Effects of the new A2 adenosine receptor antagonist 8FB‐PTP, an 8 substituted pyrazolo‐triazolo‐pyrimidine, on in vitro functional models

Abstract

1 We have characterized the in vitro pharmacological profile of putative A₂ adenosine antagonists, two non-xanthine compounds, 5-amino-8-(4-fluorobenzyl)-2-(2-furyl)-pyrazolo [4,3-e]-1,2,4-triazolo[1,5-c] pyrimidine (8FB-PTP) and 5-amino-9-chloro-2-(2-furyl 1,2,4-triazolo [1,5-c] quinazoline (CGS 15943), and the xanthine derivative (E)7-methyl-8-(3,4-dimethoxystyryl)-1,3-dipropyl-xanthine (KF 17837). 2 In binding studies on bovine brain, 8FB-PTP was the most potent (K_i = 0.074 nm) and selective (28 fold) drug on A₂ receptors, whereas CGS 15943 and KF 17837 exhibited affinity in the low and high nanomolar range, respectively, and showed little selectivity. 3 In functional studies, 8FB-PTP antagonized 5′-N-ethyl-carboxamidoadenosine (NECA)-induced vasorelaxation of bovine coronary artery (pA₂ = 7.98) and NECA-induced inhibition of rabbit platelet aggregation (pA₂ = 8.20).
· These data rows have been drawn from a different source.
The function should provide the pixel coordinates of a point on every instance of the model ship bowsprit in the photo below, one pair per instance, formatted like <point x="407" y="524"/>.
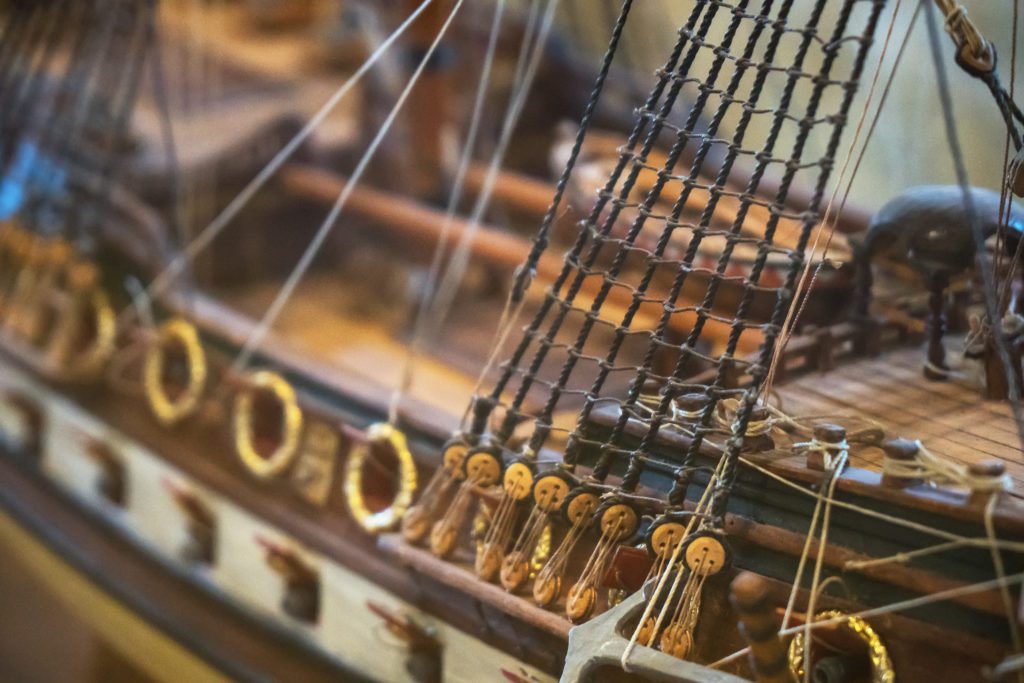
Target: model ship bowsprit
<point x="711" y="453"/>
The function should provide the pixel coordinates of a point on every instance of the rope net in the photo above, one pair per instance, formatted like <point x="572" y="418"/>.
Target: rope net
<point x="684" y="266"/>
<point x="69" y="76"/>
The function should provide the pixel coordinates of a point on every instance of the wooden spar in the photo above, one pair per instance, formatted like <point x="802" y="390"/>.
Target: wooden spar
<point x="422" y="225"/>
<point x="512" y="189"/>
<point x="413" y="220"/>
<point x="429" y="107"/>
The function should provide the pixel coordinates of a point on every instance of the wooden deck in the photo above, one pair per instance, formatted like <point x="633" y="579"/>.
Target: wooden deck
<point x="949" y="418"/>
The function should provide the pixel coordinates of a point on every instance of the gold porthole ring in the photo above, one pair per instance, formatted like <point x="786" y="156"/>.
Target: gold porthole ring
<point x="276" y="462"/>
<point x="167" y="409"/>
<point x="380" y="433"/>
<point x="882" y="666"/>
<point x="92" y="359"/>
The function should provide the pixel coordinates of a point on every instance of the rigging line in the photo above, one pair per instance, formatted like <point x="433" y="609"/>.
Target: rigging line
<point x="516" y="297"/>
<point x="639" y="132"/>
<point x="902" y="605"/>
<point x="1006" y="162"/>
<point x="455" y="197"/>
<point x="652" y="260"/>
<point x="263" y="327"/>
<point x="1000" y="571"/>
<point x="534" y="17"/>
<point x="29" y="80"/>
<point x="984" y="266"/>
<point x="122" y="98"/>
<point x="460" y="260"/>
<point x="750" y="396"/>
<point x="830" y="217"/>
<point x="899" y="521"/>
<point x="558" y="318"/>
<point x="170" y="272"/>
<point x="84" y="83"/>
<point x="822" y="545"/>
<point x="161" y="95"/>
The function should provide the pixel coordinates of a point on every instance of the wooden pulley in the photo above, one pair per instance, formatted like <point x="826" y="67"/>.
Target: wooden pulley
<point x="172" y="404"/>
<point x="580" y="505"/>
<point x="276" y="388"/>
<point x="482" y="467"/>
<point x="517" y="480"/>
<point x="617" y="520"/>
<point x="417" y="520"/>
<point x="84" y="336"/>
<point x="379" y="435"/>
<point x="707" y="554"/>
<point x="550" y="489"/>
<point x="666" y="534"/>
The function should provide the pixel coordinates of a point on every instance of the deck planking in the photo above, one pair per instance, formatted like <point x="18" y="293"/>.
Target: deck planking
<point x="950" y="418"/>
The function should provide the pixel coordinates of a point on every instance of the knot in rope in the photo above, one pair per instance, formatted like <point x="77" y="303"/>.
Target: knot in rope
<point x="941" y="470"/>
<point x="832" y="452"/>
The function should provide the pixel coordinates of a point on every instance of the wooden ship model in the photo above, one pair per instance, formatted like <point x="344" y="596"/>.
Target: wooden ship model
<point x="676" y="414"/>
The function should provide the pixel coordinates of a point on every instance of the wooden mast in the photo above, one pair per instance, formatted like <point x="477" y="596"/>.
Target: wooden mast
<point x="428" y="113"/>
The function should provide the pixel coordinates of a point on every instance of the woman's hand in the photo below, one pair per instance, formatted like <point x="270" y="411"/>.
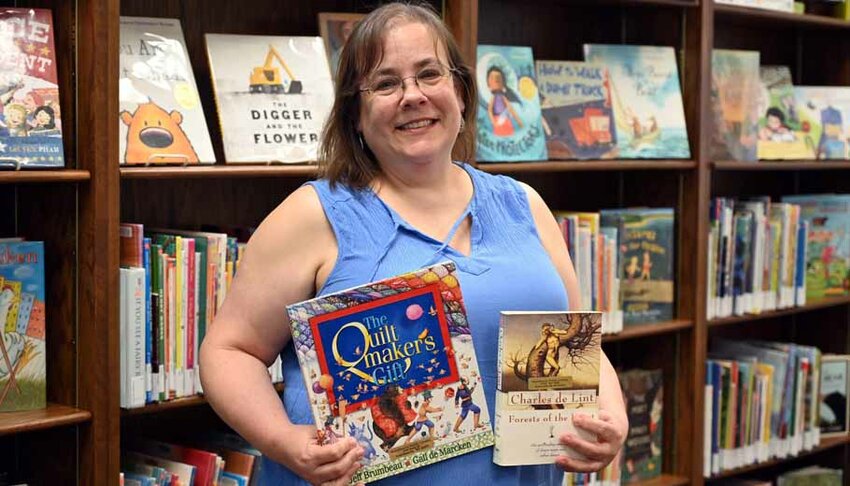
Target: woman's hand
<point x="320" y="465"/>
<point x="610" y="435"/>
CGS 15943 snowed weak activity in the platelet aggregation model (pA₂ = 7.43) and failed to antagonize NECA-induced vasodilatation. KF 17837 was ineffective in both models up to micromolar concentrations. 4 Antagonism of A₁-mediated responses was tested versus 2-chloro-N⁶-cyclopentyladenosine (CCPA) in rat atria. 8FB-PTP and CGS 15943 also antagonized competitively the negative chronotropic response induced by CCPA. Conversely, KF 17837 was unable to reverse A₁-mediated responses. 5 8FB-PTP is a potent and competitive antagonist of responses mediated by A₂ adenosine receptors. The data provided a basis to reduce, by further chemical modifications, the affinity at A₁ receptor and therefore enhance A₂ receptor selectivity.